Question

Two masses are attached to a rod end to end. If torque is applied, they rotate with angular acceleration $\alpha$.If their distances are doubled and same torque is applied, then the move with angular acceleration:

• A. 4$\alpha$
• B. $\alpha$
• C. 3$\alpha$
• D. $\alpha$/4

Answer 1

Answer: (D)

$\alpha$/4

Suppose the masses $m_1$and $m_2$ are attached to the ends of a massless rod. $C_1$ is the axis of rotation which is at a distance R from each of the masses.
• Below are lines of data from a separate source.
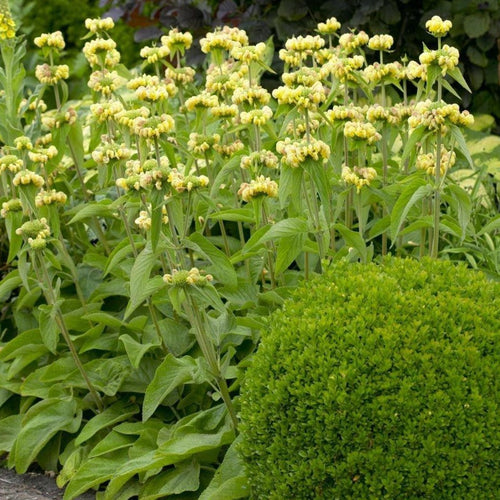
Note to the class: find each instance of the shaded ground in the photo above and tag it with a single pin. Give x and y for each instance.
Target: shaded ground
(31, 486)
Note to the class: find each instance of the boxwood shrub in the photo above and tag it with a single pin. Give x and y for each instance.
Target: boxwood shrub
(378, 381)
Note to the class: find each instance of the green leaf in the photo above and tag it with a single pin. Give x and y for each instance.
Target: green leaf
(414, 192)
(120, 475)
(89, 210)
(253, 242)
(118, 412)
(41, 422)
(142, 285)
(223, 270)
(463, 207)
(122, 250)
(9, 284)
(135, 350)
(493, 225)
(184, 477)
(49, 329)
(157, 203)
(284, 228)
(456, 74)
(292, 10)
(460, 143)
(229, 481)
(105, 319)
(410, 147)
(288, 250)
(172, 373)
(290, 186)
(13, 220)
(9, 429)
(477, 24)
(243, 214)
(353, 239)
(94, 472)
(112, 442)
(318, 174)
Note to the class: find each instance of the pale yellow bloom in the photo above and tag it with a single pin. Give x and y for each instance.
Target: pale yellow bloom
(50, 75)
(51, 197)
(154, 54)
(428, 162)
(361, 131)
(249, 53)
(252, 96)
(225, 38)
(101, 52)
(153, 126)
(203, 100)
(7, 24)
(97, 25)
(446, 58)
(181, 182)
(11, 163)
(358, 176)
(437, 27)
(13, 205)
(302, 96)
(26, 177)
(380, 42)
(181, 76)
(200, 143)
(228, 150)
(23, 143)
(224, 110)
(53, 40)
(295, 153)
(193, 277)
(177, 40)
(307, 44)
(103, 111)
(105, 81)
(329, 27)
(352, 41)
(258, 159)
(256, 116)
(262, 186)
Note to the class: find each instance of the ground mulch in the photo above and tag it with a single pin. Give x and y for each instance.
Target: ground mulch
(31, 486)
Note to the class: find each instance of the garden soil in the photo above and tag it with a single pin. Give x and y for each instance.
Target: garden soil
(31, 486)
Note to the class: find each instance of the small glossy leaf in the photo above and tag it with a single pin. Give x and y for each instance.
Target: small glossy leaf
(184, 477)
(135, 350)
(172, 373)
(223, 270)
(118, 412)
(414, 192)
(94, 472)
(39, 425)
(288, 249)
(49, 329)
(229, 481)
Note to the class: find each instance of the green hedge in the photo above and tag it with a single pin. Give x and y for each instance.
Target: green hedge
(378, 381)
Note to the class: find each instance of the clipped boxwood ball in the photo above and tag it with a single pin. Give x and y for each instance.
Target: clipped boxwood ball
(378, 381)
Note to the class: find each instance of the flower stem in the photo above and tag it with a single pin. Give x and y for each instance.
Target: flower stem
(39, 264)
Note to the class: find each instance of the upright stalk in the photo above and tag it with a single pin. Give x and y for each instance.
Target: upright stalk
(39, 265)
(209, 353)
(437, 189)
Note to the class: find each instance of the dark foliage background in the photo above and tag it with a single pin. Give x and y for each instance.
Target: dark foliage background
(476, 27)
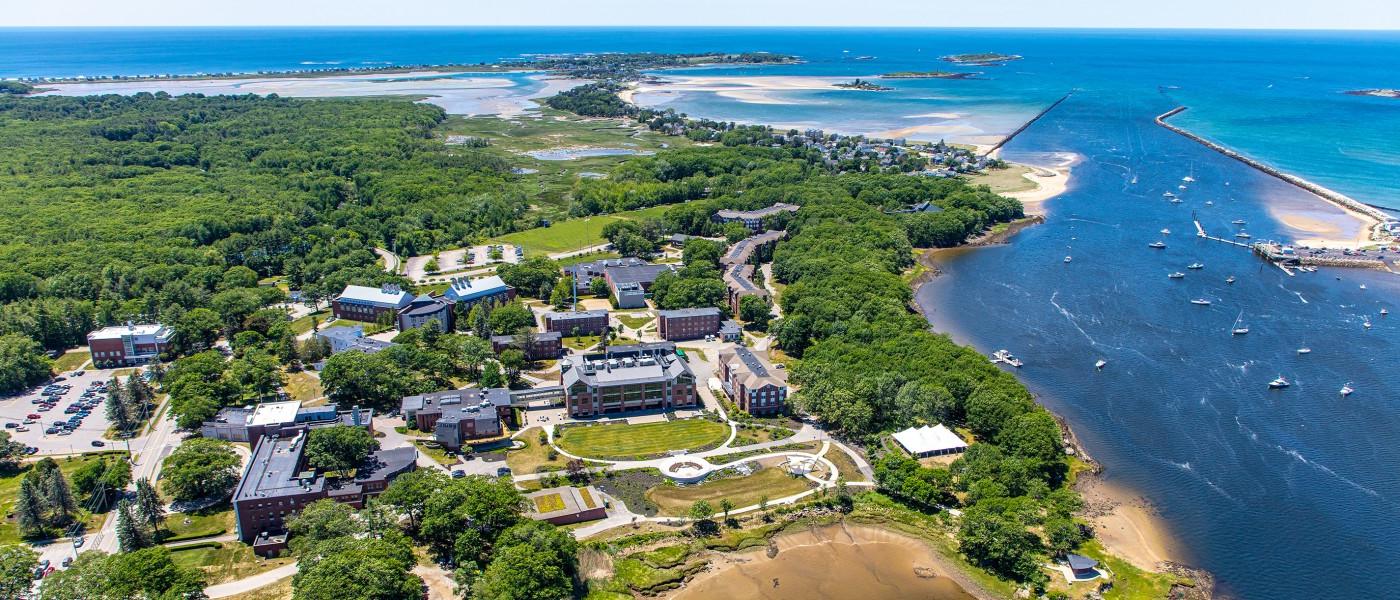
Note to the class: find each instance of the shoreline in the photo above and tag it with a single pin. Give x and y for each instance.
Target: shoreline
(1369, 217)
(1124, 522)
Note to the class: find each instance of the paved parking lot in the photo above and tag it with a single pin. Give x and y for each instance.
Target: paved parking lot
(17, 407)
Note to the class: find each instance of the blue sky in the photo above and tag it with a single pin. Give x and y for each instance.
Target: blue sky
(1285, 14)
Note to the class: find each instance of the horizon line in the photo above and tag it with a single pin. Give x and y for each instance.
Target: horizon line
(704, 27)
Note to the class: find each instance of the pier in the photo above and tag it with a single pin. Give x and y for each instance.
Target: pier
(1291, 179)
(1012, 134)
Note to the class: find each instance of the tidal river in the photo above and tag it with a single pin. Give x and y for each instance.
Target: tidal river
(1283, 494)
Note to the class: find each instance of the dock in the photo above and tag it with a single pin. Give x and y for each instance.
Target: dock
(1012, 134)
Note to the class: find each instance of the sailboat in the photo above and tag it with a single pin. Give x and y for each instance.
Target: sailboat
(1239, 329)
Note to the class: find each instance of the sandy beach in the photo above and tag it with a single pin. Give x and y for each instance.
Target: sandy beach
(836, 561)
(1126, 525)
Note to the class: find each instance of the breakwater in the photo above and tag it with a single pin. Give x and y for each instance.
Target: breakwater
(1039, 115)
(1292, 179)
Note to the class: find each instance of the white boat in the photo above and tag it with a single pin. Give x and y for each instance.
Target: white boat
(1004, 355)
(1239, 329)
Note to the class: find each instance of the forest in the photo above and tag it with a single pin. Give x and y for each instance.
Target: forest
(147, 207)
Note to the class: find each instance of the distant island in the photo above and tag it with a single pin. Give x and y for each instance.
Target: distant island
(861, 84)
(983, 59)
(928, 76)
(1379, 93)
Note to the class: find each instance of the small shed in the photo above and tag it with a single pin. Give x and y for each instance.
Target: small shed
(1082, 567)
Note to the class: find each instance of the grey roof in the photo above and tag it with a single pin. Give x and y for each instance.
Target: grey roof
(273, 470)
(685, 312)
(1080, 562)
(636, 274)
(571, 315)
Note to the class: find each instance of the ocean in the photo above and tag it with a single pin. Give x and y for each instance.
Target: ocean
(1290, 494)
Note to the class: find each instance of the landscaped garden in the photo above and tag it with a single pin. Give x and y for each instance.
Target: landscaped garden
(641, 441)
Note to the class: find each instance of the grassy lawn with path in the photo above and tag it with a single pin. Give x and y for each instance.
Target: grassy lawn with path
(625, 441)
(10, 494)
(744, 491)
(224, 561)
(70, 361)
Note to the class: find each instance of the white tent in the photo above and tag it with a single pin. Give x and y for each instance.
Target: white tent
(930, 441)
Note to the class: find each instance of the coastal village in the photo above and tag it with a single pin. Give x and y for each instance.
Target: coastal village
(695, 362)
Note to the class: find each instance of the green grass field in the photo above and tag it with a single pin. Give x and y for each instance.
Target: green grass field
(573, 234)
(224, 561)
(70, 361)
(623, 441)
(744, 491)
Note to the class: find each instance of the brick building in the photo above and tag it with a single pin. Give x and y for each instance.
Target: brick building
(752, 386)
(129, 344)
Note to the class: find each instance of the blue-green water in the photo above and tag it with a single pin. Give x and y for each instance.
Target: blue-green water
(1287, 494)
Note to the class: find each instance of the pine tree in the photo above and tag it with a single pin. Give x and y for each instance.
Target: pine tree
(149, 504)
(30, 508)
(56, 494)
(129, 534)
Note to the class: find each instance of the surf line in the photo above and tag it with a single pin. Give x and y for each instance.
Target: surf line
(1291, 179)
(1024, 126)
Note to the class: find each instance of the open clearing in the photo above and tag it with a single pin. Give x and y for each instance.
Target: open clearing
(744, 491)
(623, 441)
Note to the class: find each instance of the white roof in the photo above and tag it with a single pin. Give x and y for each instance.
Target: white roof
(928, 439)
(275, 413)
(118, 330)
(375, 295)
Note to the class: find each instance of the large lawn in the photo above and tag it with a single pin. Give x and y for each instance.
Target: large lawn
(744, 491)
(10, 493)
(623, 441)
(224, 561)
(576, 232)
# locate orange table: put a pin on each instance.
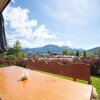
(39, 86)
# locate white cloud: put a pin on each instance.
(42, 33)
(18, 20)
(20, 27)
(71, 12)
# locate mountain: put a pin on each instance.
(96, 50)
(49, 48)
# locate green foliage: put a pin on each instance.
(10, 51)
(84, 54)
(11, 57)
(17, 47)
(65, 52)
(77, 53)
(71, 53)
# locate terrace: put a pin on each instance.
(39, 86)
(42, 86)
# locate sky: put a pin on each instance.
(35, 23)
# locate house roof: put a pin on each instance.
(3, 4)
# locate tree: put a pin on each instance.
(77, 53)
(84, 54)
(17, 47)
(65, 52)
(71, 53)
(10, 51)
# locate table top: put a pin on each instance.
(39, 86)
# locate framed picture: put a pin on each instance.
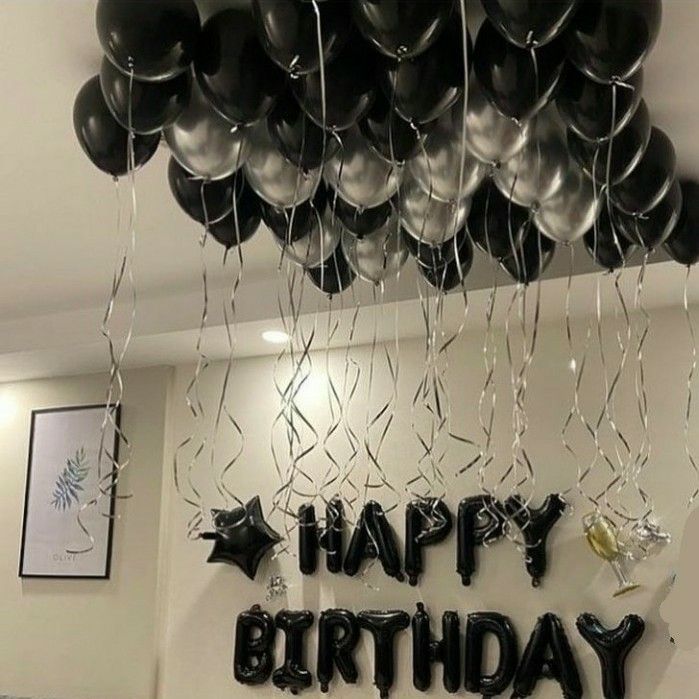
(64, 473)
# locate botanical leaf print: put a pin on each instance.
(68, 484)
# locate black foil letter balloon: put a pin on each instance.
(338, 635)
(536, 525)
(427, 522)
(612, 647)
(155, 39)
(293, 674)
(427, 651)
(384, 626)
(478, 626)
(479, 521)
(254, 646)
(548, 655)
(373, 537)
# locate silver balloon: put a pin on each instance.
(436, 167)
(490, 136)
(572, 211)
(359, 175)
(427, 218)
(274, 178)
(203, 142)
(379, 255)
(315, 247)
(536, 173)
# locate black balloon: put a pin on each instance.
(536, 525)
(402, 28)
(627, 149)
(479, 521)
(612, 647)
(427, 651)
(479, 625)
(383, 626)
(243, 221)
(293, 674)
(153, 106)
(650, 180)
(205, 202)
(373, 537)
(337, 649)
(242, 537)
(103, 139)
(289, 35)
(683, 243)
(300, 140)
(595, 111)
(654, 227)
(427, 522)
(607, 247)
(497, 226)
(253, 657)
(334, 275)
(609, 39)
(548, 655)
(156, 39)
(233, 71)
(511, 79)
(349, 88)
(531, 259)
(422, 88)
(308, 539)
(391, 136)
(533, 23)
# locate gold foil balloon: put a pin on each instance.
(203, 142)
(603, 538)
(427, 218)
(572, 211)
(360, 176)
(437, 165)
(274, 178)
(490, 136)
(537, 172)
(376, 256)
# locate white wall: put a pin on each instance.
(203, 600)
(77, 639)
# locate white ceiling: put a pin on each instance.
(58, 214)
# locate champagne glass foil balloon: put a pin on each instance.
(360, 176)
(437, 167)
(203, 142)
(572, 211)
(315, 247)
(377, 256)
(490, 136)
(274, 178)
(427, 218)
(537, 172)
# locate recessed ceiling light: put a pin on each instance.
(275, 337)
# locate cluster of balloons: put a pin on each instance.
(368, 131)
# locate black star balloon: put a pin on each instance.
(242, 537)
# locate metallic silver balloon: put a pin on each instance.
(436, 167)
(427, 218)
(360, 176)
(316, 246)
(274, 178)
(203, 142)
(572, 211)
(536, 173)
(490, 136)
(379, 255)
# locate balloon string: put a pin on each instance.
(690, 387)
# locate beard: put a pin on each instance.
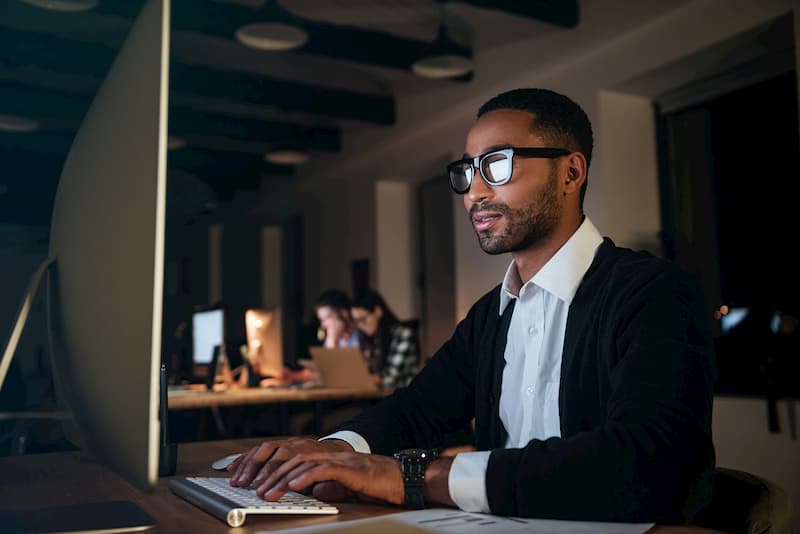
(525, 226)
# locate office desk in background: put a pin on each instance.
(190, 399)
(242, 404)
(68, 478)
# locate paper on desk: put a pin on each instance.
(436, 520)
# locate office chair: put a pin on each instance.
(743, 503)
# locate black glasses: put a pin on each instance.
(496, 166)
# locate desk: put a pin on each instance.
(184, 400)
(68, 478)
(189, 399)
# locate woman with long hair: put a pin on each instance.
(390, 345)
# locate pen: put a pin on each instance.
(163, 404)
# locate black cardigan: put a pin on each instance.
(635, 401)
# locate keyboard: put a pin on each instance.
(216, 496)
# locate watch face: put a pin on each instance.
(417, 453)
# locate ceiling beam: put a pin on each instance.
(558, 12)
(330, 40)
(18, 49)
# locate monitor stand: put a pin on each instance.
(107, 516)
(104, 516)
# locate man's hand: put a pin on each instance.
(332, 474)
(257, 464)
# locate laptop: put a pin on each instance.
(342, 367)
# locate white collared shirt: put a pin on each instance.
(532, 374)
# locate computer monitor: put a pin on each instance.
(264, 341)
(106, 259)
(208, 333)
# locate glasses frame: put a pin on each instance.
(476, 163)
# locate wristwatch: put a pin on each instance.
(413, 463)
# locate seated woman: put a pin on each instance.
(390, 346)
(332, 309)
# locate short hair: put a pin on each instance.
(334, 299)
(560, 121)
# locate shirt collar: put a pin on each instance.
(562, 274)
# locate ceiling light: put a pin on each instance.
(286, 156)
(72, 6)
(443, 59)
(175, 143)
(273, 28)
(17, 124)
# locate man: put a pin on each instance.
(589, 370)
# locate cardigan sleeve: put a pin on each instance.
(642, 449)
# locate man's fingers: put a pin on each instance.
(248, 469)
(332, 491)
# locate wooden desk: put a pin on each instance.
(68, 478)
(183, 401)
(190, 399)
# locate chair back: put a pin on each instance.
(742, 502)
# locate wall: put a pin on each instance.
(395, 265)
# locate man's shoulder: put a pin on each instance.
(616, 266)
(623, 260)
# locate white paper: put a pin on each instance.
(447, 520)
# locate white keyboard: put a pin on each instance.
(216, 496)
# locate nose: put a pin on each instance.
(478, 190)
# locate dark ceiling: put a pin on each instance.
(231, 104)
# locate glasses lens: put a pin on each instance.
(460, 176)
(496, 168)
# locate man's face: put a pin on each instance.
(524, 211)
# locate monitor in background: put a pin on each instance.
(106, 260)
(264, 341)
(208, 332)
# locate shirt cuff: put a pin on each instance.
(355, 440)
(467, 481)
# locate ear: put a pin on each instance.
(576, 172)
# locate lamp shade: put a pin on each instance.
(272, 28)
(443, 58)
(286, 156)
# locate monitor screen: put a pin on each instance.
(208, 332)
(105, 290)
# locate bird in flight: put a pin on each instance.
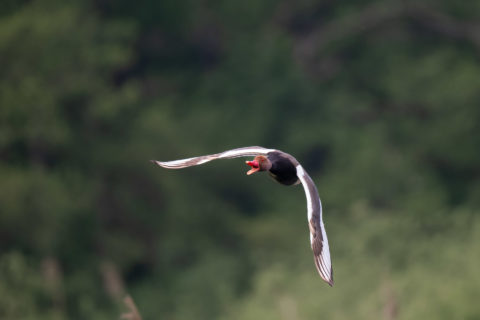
(286, 170)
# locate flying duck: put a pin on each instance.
(286, 170)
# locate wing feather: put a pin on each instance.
(318, 236)
(195, 161)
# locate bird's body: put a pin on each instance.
(286, 170)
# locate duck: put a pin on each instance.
(286, 170)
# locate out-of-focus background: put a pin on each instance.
(379, 100)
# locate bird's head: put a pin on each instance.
(259, 163)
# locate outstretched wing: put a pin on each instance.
(234, 153)
(318, 236)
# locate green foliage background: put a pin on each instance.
(378, 100)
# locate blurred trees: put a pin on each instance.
(378, 100)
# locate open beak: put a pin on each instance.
(255, 166)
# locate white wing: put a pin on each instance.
(234, 153)
(318, 236)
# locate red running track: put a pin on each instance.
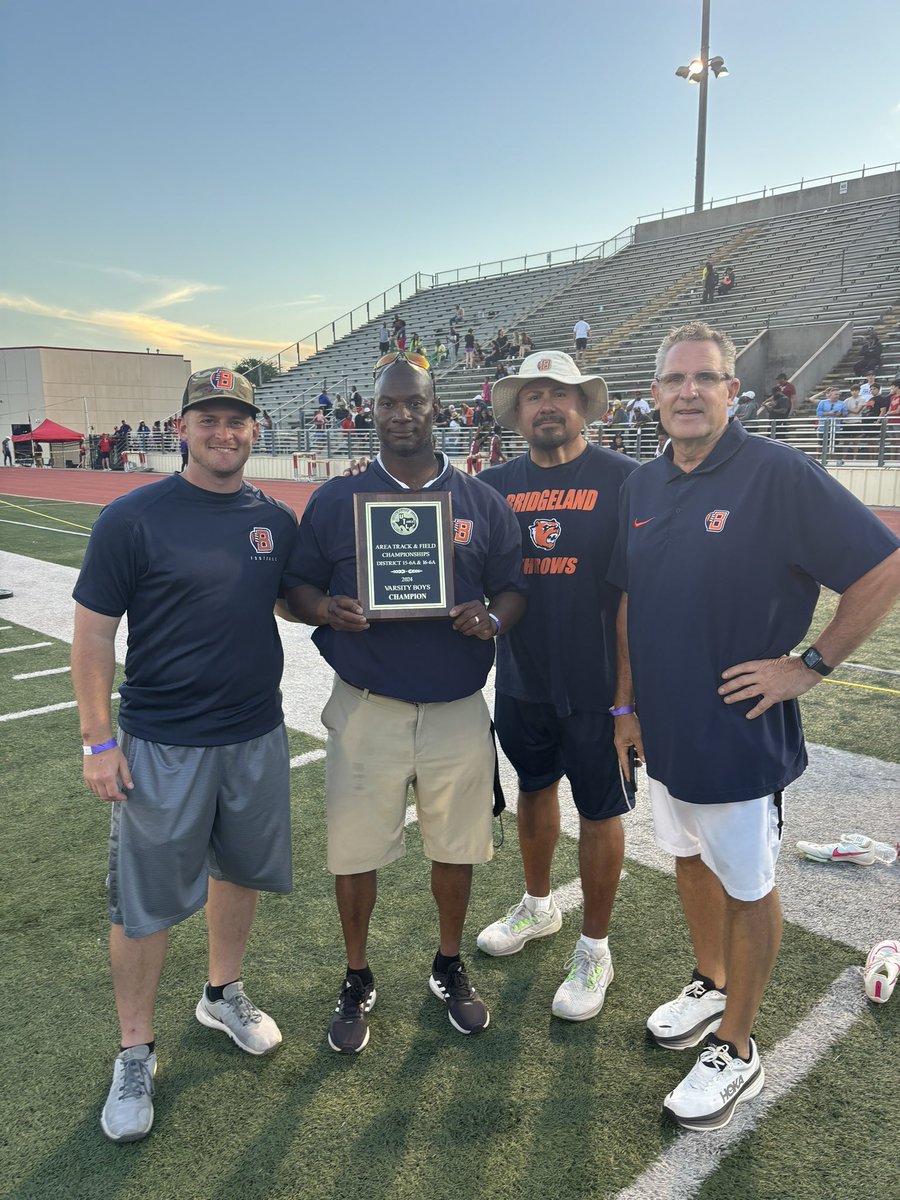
(102, 486)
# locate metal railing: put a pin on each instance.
(379, 304)
(762, 193)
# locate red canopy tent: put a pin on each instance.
(48, 431)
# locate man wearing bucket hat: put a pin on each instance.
(556, 670)
(198, 773)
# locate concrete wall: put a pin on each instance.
(785, 203)
(805, 353)
(61, 383)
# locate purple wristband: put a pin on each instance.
(100, 748)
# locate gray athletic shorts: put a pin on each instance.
(197, 811)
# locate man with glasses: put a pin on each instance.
(407, 706)
(556, 671)
(723, 543)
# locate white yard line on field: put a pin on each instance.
(37, 675)
(681, 1170)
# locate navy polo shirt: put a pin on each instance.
(563, 651)
(198, 574)
(417, 660)
(721, 565)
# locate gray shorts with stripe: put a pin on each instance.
(197, 811)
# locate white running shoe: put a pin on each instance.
(685, 1020)
(520, 925)
(582, 993)
(882, 850)
(129, 1111)
(844, 851)
(881, 971)
(717, 1084)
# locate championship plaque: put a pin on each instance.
(405, 555)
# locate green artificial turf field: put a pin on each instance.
(534, 1109)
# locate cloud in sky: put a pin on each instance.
(145, 328)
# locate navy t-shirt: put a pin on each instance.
(417, 660)
(563, 651)
(721, 565)
(198, 574)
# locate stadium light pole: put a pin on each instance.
(697, 71)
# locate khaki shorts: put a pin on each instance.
(377, 748)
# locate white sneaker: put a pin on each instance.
(129, 1111)
(685, 1020)
(712, 1090)
(582, 993)
(520, 925)
(881, 971)
(844, 851)
(882, 851)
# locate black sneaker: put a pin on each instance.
(348, 1030)
(466, 1009)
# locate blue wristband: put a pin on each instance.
(100, 748)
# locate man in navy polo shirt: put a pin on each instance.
(723, 543)
(198, 777)
(556, 671)
(407, 706)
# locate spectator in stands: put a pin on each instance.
(867, 389)
(786, 387)
(581, 333)
(265, 426)
(709, 277)
(473, 463)
(496, 451)
(870, 354)
(727, 281)
(829, 412)
(747, 407)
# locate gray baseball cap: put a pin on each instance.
(219, 383)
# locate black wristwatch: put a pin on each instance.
(814, 660)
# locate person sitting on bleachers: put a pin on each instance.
(727, 281)
(870, 354)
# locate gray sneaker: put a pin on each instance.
(246, 1025)
(519, 927)
(129, 1111)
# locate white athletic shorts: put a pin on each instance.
(738, 843)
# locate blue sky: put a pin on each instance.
(215, 178)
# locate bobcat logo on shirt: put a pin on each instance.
(262, 540)
(545, 532)
(714, 521)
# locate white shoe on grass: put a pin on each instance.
(521, 924)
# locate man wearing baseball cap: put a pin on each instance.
(556, 671)
(198, 771)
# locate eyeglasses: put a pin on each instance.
(412, 357)
(701, 379)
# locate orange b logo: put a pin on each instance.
(261, 539)
(715, 521)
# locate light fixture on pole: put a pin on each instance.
(697, 71)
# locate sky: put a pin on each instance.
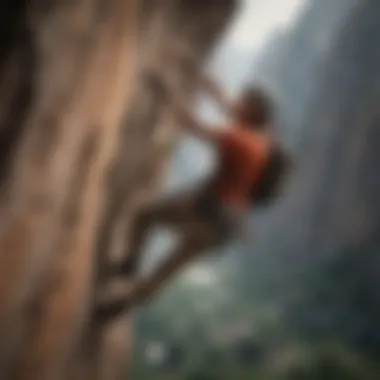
(232, 64)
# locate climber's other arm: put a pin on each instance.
(182, 112)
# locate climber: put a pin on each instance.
(210, 216)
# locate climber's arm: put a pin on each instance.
(182, 112)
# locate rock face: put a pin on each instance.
(325, 263)
(292, 61)
(81, 136)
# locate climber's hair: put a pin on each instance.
(259, 105)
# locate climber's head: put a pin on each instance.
(254, 108)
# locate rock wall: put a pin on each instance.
(81, 139)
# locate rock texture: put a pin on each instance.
(82, 137)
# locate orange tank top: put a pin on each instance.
(242, 155)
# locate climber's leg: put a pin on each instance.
(193, 246)
(201, 238)
(173, 212)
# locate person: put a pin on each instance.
(210, 216)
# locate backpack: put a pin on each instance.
(267, 186)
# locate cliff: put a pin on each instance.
(322, 269)
(82, 138)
.'. The moment of inertia of the system,

$I=m_1{R}^2+m_2{R}^2=(m_1+m_2)R^2$

Now if the distance between the masses is doubled, then the moment of inertia,

$I^{\prime }=m_1(2R{)}^2+m_2(2R{)}^2=(m_1+m_2)4R^2$

$\tau =I\alpha =I^{\prime }{\alpha }^{\prime }$

Since the same torque is applied in both the cases,

So New angular acceleration ${\alpha }^{\prime }=\frac{I^{\prime }\alpha }{I}=\frac{(m_1+m_2)R^2\alpha }{(m_1+m_2)4R^2}=\frac{\alpha }{4}$